APEX-seq library preparation

RNA-seq libraries were prepared from enriched RNA (corresponding to ~30-50 μg of pre-enriched RNA) using the Illumina TruSeq stranded mRNA preparation kit, which included polyA+ selection. The prepared libraries were stranded and were quality-controlled by sequencing on the Illumina MiSeq. Good libraries (> 80% unique reads) were sequenced on the Illumina Hiseq 4000 at ~40 million paired (2 × 75) reads per library. The polyA+ libraries (41 ± 2 million paired reads, mean ± S.E.M) had high mapping in both targets (90 ± 1% uniquely mapped reads) and controls (86 ± 1% uniquely mapped reads) (Figure S2C). The correlation between biological replicates was high (between 0.96 and 1). For the MITO APEX-seq we also generated total RNA samples (by omitting the polyA+ selection step in the TruSeq protocol), as well as a polyA+ selected technical replicate for 1 of the labeled samples.

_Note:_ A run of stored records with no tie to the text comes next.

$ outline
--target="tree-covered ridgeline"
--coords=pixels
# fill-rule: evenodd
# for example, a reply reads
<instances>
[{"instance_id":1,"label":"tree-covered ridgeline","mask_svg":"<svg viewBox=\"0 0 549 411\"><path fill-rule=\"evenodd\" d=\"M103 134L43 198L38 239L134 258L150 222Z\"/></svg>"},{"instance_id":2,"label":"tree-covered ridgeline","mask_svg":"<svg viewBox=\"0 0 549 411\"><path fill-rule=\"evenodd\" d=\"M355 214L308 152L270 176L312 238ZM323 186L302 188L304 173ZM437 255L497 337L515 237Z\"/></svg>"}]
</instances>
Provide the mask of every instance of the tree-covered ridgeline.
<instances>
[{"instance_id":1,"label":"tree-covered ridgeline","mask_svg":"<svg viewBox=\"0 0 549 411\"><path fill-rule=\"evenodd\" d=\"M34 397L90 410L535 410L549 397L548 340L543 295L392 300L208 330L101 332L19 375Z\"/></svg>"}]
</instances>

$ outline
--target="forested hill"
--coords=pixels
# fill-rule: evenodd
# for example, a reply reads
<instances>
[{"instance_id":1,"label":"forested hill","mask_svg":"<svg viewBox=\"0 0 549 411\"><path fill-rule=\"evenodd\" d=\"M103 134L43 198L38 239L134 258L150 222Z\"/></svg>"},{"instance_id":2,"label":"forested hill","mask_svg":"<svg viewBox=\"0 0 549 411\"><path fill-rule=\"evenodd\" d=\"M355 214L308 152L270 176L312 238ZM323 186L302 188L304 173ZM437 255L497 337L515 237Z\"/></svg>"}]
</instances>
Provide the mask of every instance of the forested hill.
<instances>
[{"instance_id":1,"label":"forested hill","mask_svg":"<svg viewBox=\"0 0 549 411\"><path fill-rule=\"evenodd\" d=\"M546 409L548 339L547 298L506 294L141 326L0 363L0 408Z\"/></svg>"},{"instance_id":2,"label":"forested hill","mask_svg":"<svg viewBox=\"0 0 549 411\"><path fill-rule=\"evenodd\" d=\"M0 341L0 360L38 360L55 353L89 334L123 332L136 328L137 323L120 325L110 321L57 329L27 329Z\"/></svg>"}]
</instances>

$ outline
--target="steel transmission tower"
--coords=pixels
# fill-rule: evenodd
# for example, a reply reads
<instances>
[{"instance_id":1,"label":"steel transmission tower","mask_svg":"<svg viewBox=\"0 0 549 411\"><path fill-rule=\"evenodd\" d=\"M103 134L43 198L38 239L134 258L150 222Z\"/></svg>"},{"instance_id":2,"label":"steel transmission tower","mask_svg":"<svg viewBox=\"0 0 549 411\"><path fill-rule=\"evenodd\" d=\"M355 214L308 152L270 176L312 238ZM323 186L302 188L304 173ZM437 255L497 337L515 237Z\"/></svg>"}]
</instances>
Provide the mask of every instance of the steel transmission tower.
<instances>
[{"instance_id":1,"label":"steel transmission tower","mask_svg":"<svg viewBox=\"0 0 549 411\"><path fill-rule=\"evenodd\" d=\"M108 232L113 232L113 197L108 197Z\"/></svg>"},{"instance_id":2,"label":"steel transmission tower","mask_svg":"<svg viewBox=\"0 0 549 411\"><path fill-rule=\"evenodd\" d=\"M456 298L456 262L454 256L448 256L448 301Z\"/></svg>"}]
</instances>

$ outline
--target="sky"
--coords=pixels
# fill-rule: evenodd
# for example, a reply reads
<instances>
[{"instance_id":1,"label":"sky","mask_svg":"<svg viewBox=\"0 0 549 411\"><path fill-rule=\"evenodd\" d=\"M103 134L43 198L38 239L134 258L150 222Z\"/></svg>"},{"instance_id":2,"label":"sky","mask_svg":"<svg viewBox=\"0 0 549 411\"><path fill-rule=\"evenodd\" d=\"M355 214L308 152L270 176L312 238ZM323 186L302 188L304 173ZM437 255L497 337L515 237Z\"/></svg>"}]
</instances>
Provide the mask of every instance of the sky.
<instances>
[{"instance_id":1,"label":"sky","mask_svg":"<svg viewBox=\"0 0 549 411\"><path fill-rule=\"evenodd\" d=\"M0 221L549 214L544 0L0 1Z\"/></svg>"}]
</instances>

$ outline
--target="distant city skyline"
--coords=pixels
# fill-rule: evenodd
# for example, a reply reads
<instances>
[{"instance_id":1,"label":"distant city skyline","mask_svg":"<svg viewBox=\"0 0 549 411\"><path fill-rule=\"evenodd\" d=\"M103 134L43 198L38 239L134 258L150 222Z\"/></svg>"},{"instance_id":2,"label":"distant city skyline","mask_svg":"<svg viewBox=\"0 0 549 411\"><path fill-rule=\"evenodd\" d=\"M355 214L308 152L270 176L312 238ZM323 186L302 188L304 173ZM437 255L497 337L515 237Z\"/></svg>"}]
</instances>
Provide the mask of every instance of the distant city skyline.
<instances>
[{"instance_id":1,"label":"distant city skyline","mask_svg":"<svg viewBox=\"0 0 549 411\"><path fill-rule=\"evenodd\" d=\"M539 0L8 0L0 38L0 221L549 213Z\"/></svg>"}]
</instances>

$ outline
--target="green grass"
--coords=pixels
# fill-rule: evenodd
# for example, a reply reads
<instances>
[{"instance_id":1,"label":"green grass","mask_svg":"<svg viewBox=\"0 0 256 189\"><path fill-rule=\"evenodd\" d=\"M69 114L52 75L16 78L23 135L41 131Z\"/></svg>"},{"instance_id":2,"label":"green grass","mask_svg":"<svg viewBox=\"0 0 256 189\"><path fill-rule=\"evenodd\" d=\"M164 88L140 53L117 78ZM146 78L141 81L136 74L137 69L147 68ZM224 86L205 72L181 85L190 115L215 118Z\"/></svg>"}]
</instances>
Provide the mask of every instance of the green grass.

Alternative enrichment strategies tested

We tested alternative strategies to enrich the biotinylated RNAs, and the best one (maximizing enrichment while minimizing material loss) is described above. In general, we found using harsh reagents such as formamide or urea increased yield variability across replicates while reducing yield. We varied temperature (RT versus 4°C), buffers used to wash beads, and amount and type of beads used (Pierce streptavidin beads vs Dyna MyOne Streptavidin C1 beads (Thermo Fischer)). Specifically, the protocols tested were as follows:

  1. Published APEX-RIP protocol/urea wash/high salt wash(Kaewsapsak et al., 2017) – 2 hour 4°C incubation – 10 uL Pierce beads

  2. APEX-RIP protocol (excluding urea) – 2 hour 4°C incubation – 10 uL Pierce beads

  3. APEX-RIP protocol – 10-15 minutes RT incubation – 10 uL Pierce beads

  4. APEX-RIP protocol – 2 hour 4°C incubation – 10 u L Pierce beads – +2 additional washes of 50% formamide for 15 minutes at 37°C

  5. High salt wash (described above, B&W buffer) – 15 minutes at RT – 150 uL Dyna beads

  6. High salt wash – 15 minutes at RT – 10 uL Pierce beads

  7. APEX-RIP protocol – 2 hour 4°C incubation – 50 u L Pierce beads

  8. APEX-RIP protocol – 2 hour 4°C incubation – 10 u L Pierce beads – +2 washes 20% formamide for 15 minutes at 37°C)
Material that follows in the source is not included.